Property or Method	Description
`name`	Required. The name of the data source
`schema`	Required. The schema of the data source to be read or written
`reader()`	Must return a `DataSourceReader` to make the data source readable (batch)
`writer()`	Must return a `DataSourceWriter` to make the data sink writeable (batch)
`streamReader()` or `simpleStreamReader()`	Must return a `DataSourceStreamReader` to make the data stream readable (streaming)
`streamWriter()`	Must return a `DataSourceStreamWriter` to make the data stream writeable (streaming)

note

The user-defined DataSource, DataSourceReader, DataSourceWriter, DataSourceStreamReader, DataSourceStreamWriter, and their methods must be serializable. In other words, they must be a dictionary or nested dictionary that contains a primitive type.

Register the data source

After implementing the interface, you must register it, then you can load or otherwise use it as shown in the following example:

Python
# Register the data source
spark.dataSource.register(MyDataSourceClass)

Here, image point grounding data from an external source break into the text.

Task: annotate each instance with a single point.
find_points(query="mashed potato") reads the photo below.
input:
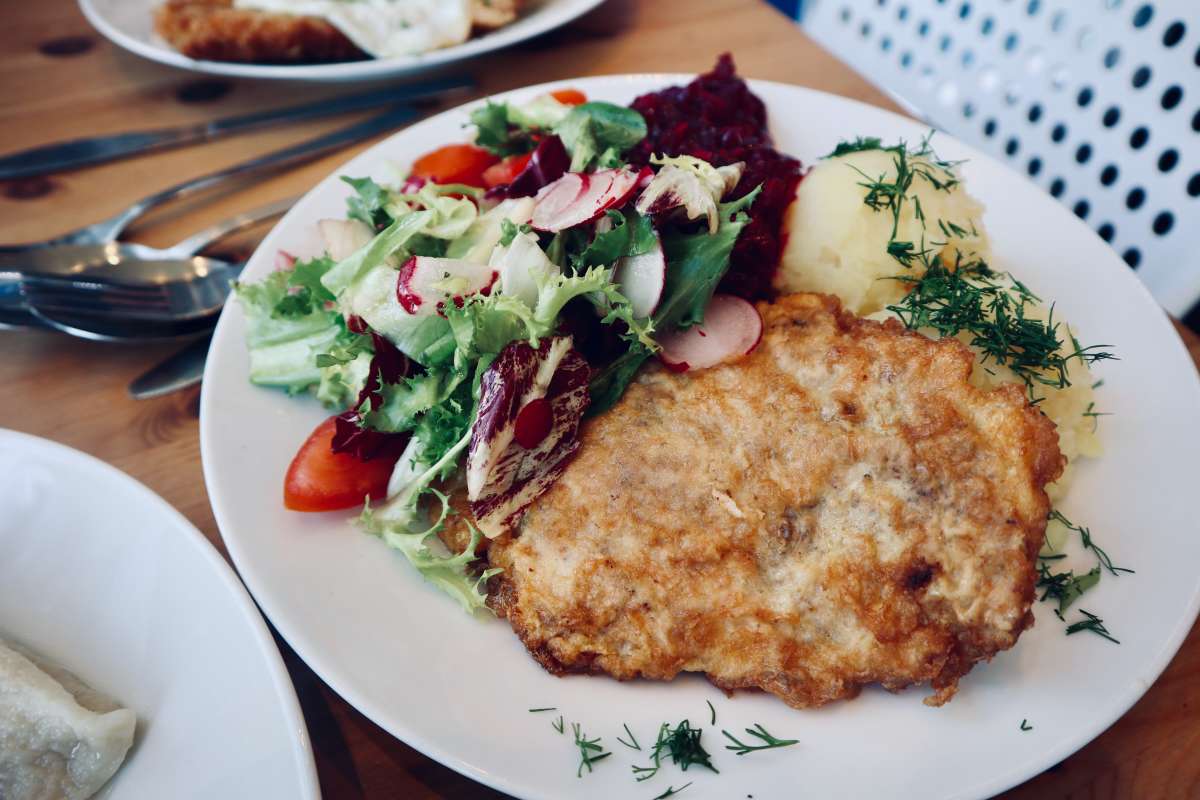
(838, 244)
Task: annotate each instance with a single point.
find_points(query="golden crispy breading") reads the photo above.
(490, 14)
(215, 30)
(838, 509)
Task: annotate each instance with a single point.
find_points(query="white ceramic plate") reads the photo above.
(100, 575)
(459, 689)
(130, 24)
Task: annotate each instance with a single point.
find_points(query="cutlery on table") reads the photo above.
(135, 290)
(94, 150)
(178, 371)
(33, 258)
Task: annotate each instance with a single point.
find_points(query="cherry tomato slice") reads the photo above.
(455, 163)
(503, 173)
(569, 96)
(321, 480)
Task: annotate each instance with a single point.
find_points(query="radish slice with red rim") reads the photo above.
(732, 328)
(558, 197)
(641, 278)
(600, 191)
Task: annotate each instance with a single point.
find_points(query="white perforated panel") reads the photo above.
(1097, 101)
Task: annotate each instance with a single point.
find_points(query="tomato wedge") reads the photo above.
(455, 163)
(321, 480)
(569, 96)
(503, 173)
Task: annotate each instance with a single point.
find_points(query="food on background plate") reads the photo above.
(549, 338)
(861, 511)
(315, 31)
(58, 737)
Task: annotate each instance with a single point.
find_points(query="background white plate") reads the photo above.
(130, 24)
(459, 689)
(100, 575)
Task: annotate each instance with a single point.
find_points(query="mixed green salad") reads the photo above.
(463, 322)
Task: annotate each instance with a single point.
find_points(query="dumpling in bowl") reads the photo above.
(59, 738)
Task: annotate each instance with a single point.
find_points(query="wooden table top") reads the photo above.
(60, 79)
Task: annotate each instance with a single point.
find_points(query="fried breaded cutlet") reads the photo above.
(838, 509)
(215, 30)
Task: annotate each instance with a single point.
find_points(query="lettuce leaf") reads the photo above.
(387, 242)
(285, 334)
(369, 203)
(438, 441)
(696, 263)
(598, 133)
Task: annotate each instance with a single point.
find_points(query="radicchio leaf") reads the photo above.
(529, 409)
(388, 366)
(546, 166)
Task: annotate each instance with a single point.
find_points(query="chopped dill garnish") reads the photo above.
(1091, 623)
(1085, 536)
(631, 739)
(682, 744)
(971, 299)
(858, 145)
(1065, 587)
(591, 751)
(891, 194)
(760, 733)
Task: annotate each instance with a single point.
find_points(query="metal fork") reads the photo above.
(108, 230)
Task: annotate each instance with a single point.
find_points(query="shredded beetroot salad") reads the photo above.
(717, 118)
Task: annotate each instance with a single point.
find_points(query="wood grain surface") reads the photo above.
(60, 79)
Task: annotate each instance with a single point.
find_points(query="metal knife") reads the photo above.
(82, 152)
(179, 371)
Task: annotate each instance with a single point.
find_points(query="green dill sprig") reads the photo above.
(633, 740)
(1092, 624)
(1065, 587)
(971, 299)
(591, 751)
(1085, 537)
(757, 732)
(893, 193)
(682, 744)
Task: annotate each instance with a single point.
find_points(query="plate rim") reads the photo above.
(557, 13)
(277, 672)
(1011, 777)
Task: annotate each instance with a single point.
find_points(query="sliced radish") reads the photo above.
(732, 328)
(641, 278)
(425, 283)
(343, 238)
(575, 199)
(558, 197)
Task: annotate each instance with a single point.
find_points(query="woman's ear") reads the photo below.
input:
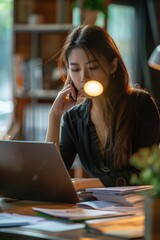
(114, 65)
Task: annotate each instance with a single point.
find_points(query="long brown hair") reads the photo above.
(117, 104)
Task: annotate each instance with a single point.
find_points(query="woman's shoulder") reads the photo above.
(144, 100)
(142, 95)
(79, 110)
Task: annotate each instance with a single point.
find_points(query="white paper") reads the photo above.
(10, 220)
(77, 214)
(55, 226)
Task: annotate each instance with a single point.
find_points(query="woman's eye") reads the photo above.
(93, 67)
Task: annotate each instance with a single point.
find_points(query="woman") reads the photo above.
(105, 130)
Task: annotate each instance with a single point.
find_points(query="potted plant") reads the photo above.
(147, 160)
(91, 7)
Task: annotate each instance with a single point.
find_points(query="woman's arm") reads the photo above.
(60, 105)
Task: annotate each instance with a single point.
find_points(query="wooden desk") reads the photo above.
(25, 207)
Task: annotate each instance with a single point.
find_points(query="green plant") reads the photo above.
(147, 160)
(100, 5)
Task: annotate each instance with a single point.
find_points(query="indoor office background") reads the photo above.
(32, 32)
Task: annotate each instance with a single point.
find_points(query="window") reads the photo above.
(121, 26)
(6, 106)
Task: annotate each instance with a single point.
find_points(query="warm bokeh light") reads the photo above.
(93, 88)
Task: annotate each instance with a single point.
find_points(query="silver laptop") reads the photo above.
(34, 171)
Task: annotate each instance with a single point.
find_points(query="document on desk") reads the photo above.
(110, 206)
(10, 220)
(129, 227)
(125, 195)
(55, 226)
(77, 214)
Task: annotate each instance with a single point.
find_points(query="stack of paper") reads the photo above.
(76, 214)
(124, 196)
(122, 228)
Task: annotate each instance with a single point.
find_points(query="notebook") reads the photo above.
(34, 171)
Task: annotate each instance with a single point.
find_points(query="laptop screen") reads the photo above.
(34, 171)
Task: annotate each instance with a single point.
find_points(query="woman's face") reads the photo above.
(84, 67)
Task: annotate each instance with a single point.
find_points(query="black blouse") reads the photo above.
(78, 136)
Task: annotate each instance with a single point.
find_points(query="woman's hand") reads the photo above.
(62, 102)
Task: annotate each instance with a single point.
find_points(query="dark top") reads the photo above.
(78, 135)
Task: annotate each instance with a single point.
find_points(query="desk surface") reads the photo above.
(25, 207)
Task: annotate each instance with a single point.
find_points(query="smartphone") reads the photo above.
(76, 92)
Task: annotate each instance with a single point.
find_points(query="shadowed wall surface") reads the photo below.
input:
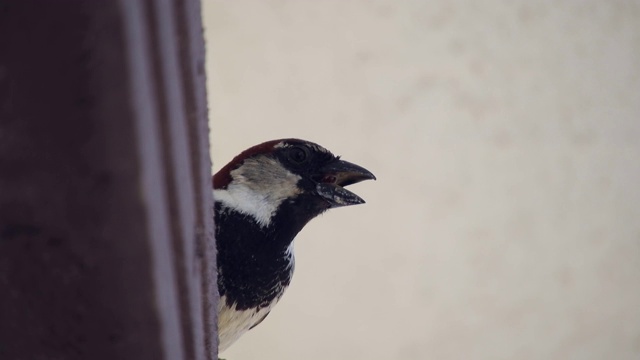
(504, 135)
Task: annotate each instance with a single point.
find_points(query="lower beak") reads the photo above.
(333, 177)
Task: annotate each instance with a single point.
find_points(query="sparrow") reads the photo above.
(262, 199)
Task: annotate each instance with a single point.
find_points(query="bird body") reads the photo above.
(263, 198)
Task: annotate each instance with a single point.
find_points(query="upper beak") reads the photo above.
(333, 176)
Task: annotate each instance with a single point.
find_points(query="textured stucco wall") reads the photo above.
(505, 223)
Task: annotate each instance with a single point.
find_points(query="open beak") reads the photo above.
(332, 178)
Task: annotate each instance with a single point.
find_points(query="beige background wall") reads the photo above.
(505, 223)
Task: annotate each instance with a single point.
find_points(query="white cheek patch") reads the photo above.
(258, 188)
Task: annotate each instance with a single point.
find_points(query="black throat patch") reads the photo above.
(255, 264)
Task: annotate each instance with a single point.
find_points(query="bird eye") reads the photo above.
(298, 155)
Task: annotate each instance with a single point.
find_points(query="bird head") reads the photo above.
(287, 175)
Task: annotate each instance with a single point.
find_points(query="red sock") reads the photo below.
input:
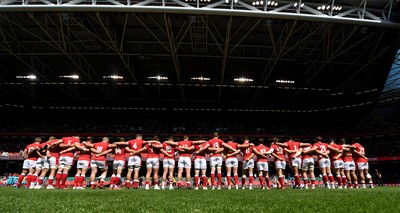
(112, 180)
(267, 181)
(297, 180)
(64, 179)
(196, 181)
(117, 181)
(228, 178)
(262, 181)
(325, 178)
(76, 180)
(339, 180)
(58, 178)
(204, 181)
(81, 180)
(28, 180)
(344, 180)
(50, 181)
(331, 178)
(213, 179)
(40, 181)
(33, 178)
(281, 181)
(20, 179)
(219, 175)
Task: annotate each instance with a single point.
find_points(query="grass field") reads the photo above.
(382, 199)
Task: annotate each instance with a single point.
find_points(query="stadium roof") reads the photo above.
(221, 56)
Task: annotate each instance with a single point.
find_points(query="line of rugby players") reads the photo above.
(55, 158)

# Read from a custom data source
spark.read.format("my_datasource_name").load().show()

Example 1: Create a PySpark DataSource for batch query

To demonstrate PySpark DataSource reader capabilities, create a data source that generates example data using the faker Python package. For more information about faker, see the Faker documentation.

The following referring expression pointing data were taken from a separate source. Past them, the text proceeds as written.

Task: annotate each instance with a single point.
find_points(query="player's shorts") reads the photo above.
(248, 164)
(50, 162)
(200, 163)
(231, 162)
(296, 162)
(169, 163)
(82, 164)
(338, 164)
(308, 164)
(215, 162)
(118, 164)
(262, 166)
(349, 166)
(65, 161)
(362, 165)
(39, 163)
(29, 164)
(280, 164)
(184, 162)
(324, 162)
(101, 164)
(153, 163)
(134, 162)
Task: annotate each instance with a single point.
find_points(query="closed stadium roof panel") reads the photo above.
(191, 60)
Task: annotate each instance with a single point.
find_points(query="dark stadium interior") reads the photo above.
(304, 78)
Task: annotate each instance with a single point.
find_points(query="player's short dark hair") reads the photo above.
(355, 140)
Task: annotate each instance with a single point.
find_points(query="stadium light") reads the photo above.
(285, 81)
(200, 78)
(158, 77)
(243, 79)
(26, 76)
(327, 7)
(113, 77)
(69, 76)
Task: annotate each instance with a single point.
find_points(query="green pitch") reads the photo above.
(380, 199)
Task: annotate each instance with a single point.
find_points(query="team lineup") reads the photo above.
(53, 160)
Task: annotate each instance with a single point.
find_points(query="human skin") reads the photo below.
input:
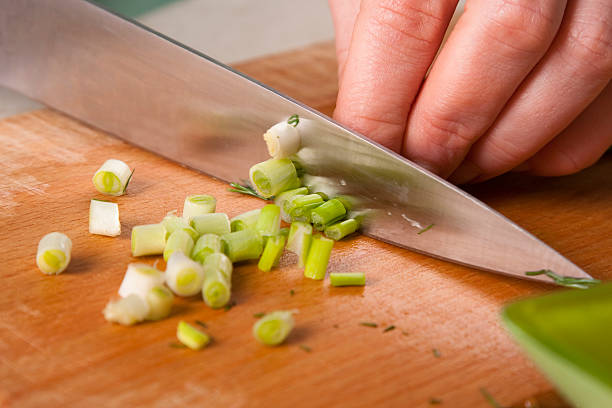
(519, 85)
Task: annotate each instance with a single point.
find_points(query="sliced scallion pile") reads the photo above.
(53, 254)
(245, 220)
(191, 337)
(112, 177)
(206, 245)
(242, 245)
(272, 252)
(198, 205)
(104, 218)
(273, 328)
(179, 241)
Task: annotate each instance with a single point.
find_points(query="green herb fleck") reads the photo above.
(129, 179)
(177, 345)
(567, 281)
(490, 398)
(229, 305)
(246, 189)
(427, 228)
(293, 120)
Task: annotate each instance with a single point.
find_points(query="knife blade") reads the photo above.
(131, 81)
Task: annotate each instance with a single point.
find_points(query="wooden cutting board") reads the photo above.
(57, 350)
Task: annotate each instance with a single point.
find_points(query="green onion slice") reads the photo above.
(273, 328)
(53, 254)
(112, 177)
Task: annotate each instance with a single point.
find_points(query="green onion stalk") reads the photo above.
(327, 213)
(318, 257)
(272, 252)
(299, 240)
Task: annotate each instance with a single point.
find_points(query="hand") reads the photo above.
(520, 84)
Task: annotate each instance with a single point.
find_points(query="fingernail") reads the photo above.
(464, 173)
(521, 168)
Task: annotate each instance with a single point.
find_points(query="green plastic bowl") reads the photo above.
(568, 334)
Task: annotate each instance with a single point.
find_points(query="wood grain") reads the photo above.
(57, 350)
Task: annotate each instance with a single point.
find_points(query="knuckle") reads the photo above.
(409, 22)
(522, 26)
(590, 45)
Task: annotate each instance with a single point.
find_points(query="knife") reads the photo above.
(148, 89)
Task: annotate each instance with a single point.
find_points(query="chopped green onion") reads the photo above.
(245, 220)
(206, 245)
(159, 300)
(184, 275)
(274, 176)
(180, 241)
(139, 279)
(191, 337)
(112, 177)
(427, 228)
(327, 213)
(273, 328)
(282, 199)
(246, 189)
(341, 229)
(300, 238)
(148, 239)
(299, 207)
(126, 311)
(215, 223)
(272, 252)
(268, 223)
(282, 140)
(318, 257)
(242, 245)
(216, 289)
(347, 279)
(171, 223)
(198, 205)
(567, 281)
(104, 218)
(53, 254)
(220, 262)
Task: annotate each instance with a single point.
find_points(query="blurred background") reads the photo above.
(228, 30)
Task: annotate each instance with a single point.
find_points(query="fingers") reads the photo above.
(344, 13)
(581, 144)
(492, 49)
(570, 76)
(393, 43)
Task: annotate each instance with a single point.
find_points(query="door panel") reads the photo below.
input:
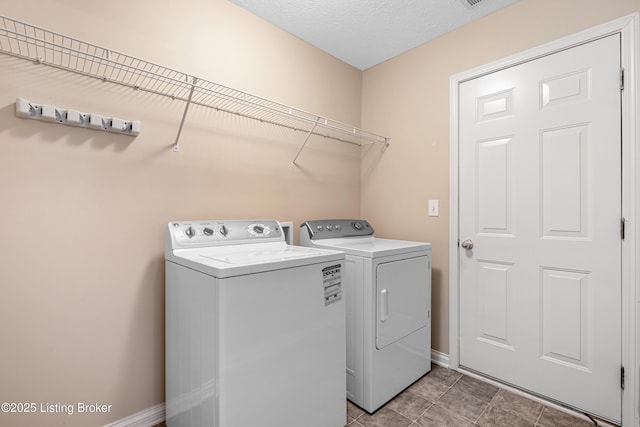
(402, 299)
(540, 197)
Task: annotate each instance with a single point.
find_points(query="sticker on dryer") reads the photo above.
(332, 282)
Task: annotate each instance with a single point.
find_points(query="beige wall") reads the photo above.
(82, 213)
(407, 98)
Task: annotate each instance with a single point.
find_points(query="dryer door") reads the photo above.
(403, 298)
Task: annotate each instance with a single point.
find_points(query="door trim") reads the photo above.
(628, 27)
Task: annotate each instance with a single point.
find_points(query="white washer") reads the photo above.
(388, 296)
(255, 328)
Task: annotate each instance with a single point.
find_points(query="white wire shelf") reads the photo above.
(47, 47)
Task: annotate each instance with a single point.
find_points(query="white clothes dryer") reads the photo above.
(388, 302)
(255, 328)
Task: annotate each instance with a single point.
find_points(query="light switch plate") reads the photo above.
(434, 208)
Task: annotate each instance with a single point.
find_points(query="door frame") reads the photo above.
(628, 27)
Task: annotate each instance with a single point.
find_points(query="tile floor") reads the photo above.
(446, 398)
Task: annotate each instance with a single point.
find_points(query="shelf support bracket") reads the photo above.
(293, 163)
(176, 145)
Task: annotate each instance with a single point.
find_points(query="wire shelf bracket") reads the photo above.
(43, 46)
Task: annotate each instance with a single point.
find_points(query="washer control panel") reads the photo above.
(210, 233)
(335, 228)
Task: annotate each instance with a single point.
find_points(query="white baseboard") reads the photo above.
(146, 418)
(440, 359)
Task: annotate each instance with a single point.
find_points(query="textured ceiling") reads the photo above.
(364, 33)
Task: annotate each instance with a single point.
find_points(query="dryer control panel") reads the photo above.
(192, 234)
(336, 228)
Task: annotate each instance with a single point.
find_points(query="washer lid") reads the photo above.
(371, 247)
(235, 260)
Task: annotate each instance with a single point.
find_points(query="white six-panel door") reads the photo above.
(540, 203)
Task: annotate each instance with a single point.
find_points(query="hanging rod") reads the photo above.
(47, 47)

Install the faker package using the following command:

Python
%pip install faker

Step 1: Define the example DataSource

First, define your new PySpark DataSource as a subclass of DataSource with a name, schema, and reader. The reader() method must be defined to read from a data source in a batch query.

Python
from pyspark.sql.datasource import DataSource, DataSourceReader
from pyspark.sql.types import StructType

class FakeDataSource(DataSource):
    """
    An example data source for batch query using the `faker` library.
    """

    @classmethod
    def name(cls):
        return "fake"

    def schema(self):
        return "name string, date string, zipcode string, state string"

    def reader(self, schema: StructType):
        return FakeDataSourceReader(schema, self.options)

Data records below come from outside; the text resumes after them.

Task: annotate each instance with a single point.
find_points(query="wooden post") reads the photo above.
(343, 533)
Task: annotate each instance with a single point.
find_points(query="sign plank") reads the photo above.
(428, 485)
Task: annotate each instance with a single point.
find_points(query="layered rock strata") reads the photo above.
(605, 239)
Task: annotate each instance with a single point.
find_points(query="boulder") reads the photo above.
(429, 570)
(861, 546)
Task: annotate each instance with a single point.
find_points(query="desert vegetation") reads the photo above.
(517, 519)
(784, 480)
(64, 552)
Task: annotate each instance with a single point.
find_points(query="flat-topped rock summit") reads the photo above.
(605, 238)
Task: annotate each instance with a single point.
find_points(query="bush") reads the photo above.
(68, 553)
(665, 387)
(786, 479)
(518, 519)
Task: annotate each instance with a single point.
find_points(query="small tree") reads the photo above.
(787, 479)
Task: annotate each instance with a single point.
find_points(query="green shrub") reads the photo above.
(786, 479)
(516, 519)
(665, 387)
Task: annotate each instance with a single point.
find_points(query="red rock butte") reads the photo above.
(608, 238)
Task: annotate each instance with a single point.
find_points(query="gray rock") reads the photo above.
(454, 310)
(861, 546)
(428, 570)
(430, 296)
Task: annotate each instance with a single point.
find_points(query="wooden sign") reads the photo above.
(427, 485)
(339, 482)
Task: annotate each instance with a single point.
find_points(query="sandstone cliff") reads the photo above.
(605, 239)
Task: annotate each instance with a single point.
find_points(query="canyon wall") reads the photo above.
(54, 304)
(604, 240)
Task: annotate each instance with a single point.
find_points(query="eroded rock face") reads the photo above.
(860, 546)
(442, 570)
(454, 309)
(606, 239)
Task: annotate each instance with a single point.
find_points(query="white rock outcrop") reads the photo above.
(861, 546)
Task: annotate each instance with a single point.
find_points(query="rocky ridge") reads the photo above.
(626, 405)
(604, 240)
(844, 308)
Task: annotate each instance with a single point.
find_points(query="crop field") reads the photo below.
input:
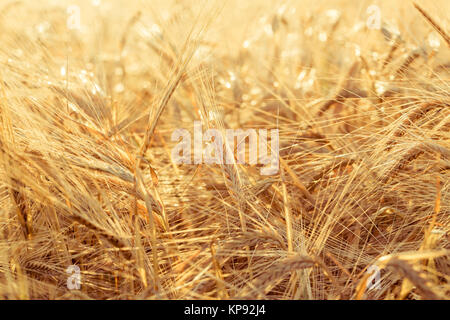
(285, 150)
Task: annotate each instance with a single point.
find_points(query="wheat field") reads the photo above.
(91, 92)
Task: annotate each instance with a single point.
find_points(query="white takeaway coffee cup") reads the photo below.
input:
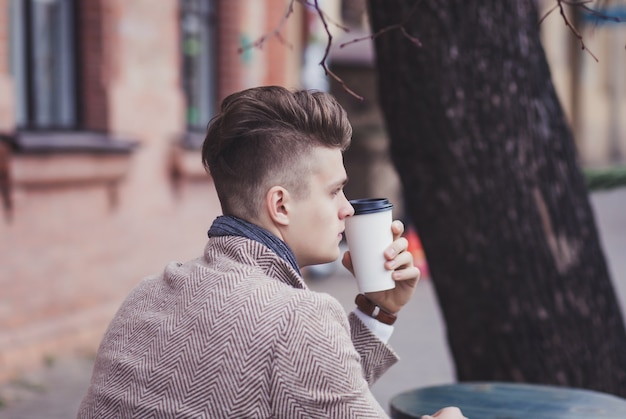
(368, 233)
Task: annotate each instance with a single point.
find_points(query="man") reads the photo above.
(237, 333)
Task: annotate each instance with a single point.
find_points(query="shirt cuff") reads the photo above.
(381, 330)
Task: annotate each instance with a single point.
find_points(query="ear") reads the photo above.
(277, 201)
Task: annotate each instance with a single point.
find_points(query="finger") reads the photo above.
(397, 228)
(398, 246)
(403, 259)
(407, 274)
(346, 261)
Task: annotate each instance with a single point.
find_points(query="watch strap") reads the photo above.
(371, 309)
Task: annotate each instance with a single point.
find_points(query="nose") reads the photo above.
(346, 210)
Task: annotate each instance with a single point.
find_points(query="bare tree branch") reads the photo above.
(581, 4)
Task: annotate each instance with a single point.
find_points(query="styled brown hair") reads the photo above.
(261, 138)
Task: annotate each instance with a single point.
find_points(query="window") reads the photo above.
(42, 63)
(198, 48)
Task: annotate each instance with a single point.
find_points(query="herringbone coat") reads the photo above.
(236, 334)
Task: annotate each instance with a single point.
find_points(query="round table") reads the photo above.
(494, 400)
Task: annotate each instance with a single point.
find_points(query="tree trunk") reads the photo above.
(492, 184)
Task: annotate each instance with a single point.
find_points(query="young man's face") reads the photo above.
(317, 221)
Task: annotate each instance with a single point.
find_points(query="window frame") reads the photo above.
(62, 110)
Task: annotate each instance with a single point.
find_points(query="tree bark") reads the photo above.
(492, 183)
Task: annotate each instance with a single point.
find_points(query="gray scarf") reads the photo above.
(228, 225)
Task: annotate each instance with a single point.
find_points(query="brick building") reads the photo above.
(102, 108)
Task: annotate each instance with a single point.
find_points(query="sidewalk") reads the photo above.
(55, 392)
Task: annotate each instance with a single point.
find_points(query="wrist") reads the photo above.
(370, 308)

Step 2: Implement the reader for a batch query

Next, implement the reader logic to generate example data. Use the installed faker library to populate each field in the schema.

Python
class FakeDataSourceReader(DataSourceReader):

    def __init__(self, schema, options):
        self.schema: StructType = schema
        self.options = options

    def read(self, partition):
        # Library imports must be within the method.
        from faker import Faker
        fake = Faker()

        # Every value in this `self.options` dictionary is a string.
        num_rows = int(self.options.get("numRows", 3))
        for _ in range(num_rows):
            row = []
            for field in self.schema.fields:
                value = getattr(fake, field.name)()
                row.append(value)
            yield tuple(row)

Step 3: Register and use the example data source

To use the data source, register it. By default, the FakeDataSource has three rows, and the schema includes these string fields: name, date, zipcode, state. The following example registers, loads, and outputs the example data source with the defaults:

Python
spark.dataSource.register(FakeDataSource)
spark.read.format("fake").load().show()

Output
+-----------------+----------+-------+----------+
|             name|      date|zipcode|     state|
+-----------------+----------+-------+----------+
|Christine Sampson|1979-04-24|  79766|  Colorado|
|       Shelby Cox|2011-08-05|  24596|   Florida|
|  Amanda Robinson|2019-01-06|  57395|Washington|
+-----------------+----------+-------+----------+

Only string fields are supported, but you can specify a schema with any fields that correspond to faker package providers' fields to generate random data for testing and development. The following example loads the data source with name and company fields:

Python
spark.read.format("fake").schema("name string, company string").load().show()

Output
+---------------------+--------------+
|name                 |company       |
+---------------------+--------------+
|Tanner Brennan       |Adams Group   |
|Leslie Maxwell       |Santiago Group|
|Mrs. Jacqueline Brown|Maynard Inc   |
+---------------------+--------------+

To load the data source with a custom number of rows, specify the numRows option. The following example specifies 5 rows:

Python
spark.read.format("fake").option("numRows", 5).load().show()

Output
+--------------+----------+-------+------------+
|          name|      date|zipcode|       state|
+--------------+----------+-------+------------+
|  Pam Mitchell|1988-10-20|  23788|   Tennessee|
|Melissa Turner|1996-06-14|  30851|      Nevada|
|  Brian Ramsey|2021-08-21|  55277|  Washington|
|  Caitlin Reed|1983-06-22|  89813|Pennsylvania|
| Douglas James|2007-01-18|  46226|     Alabama|
+--------------+----------+-------+------------+

Example 2: Create a PySpark GitHub DataSource using variants

To demonstrate the use of variants in a PySpark DataSource, this example creates a data source that reads pull requests from GitHub.

note

Variants are supported with PySpark custom data sources in Databricks Runtime 17.1 and above.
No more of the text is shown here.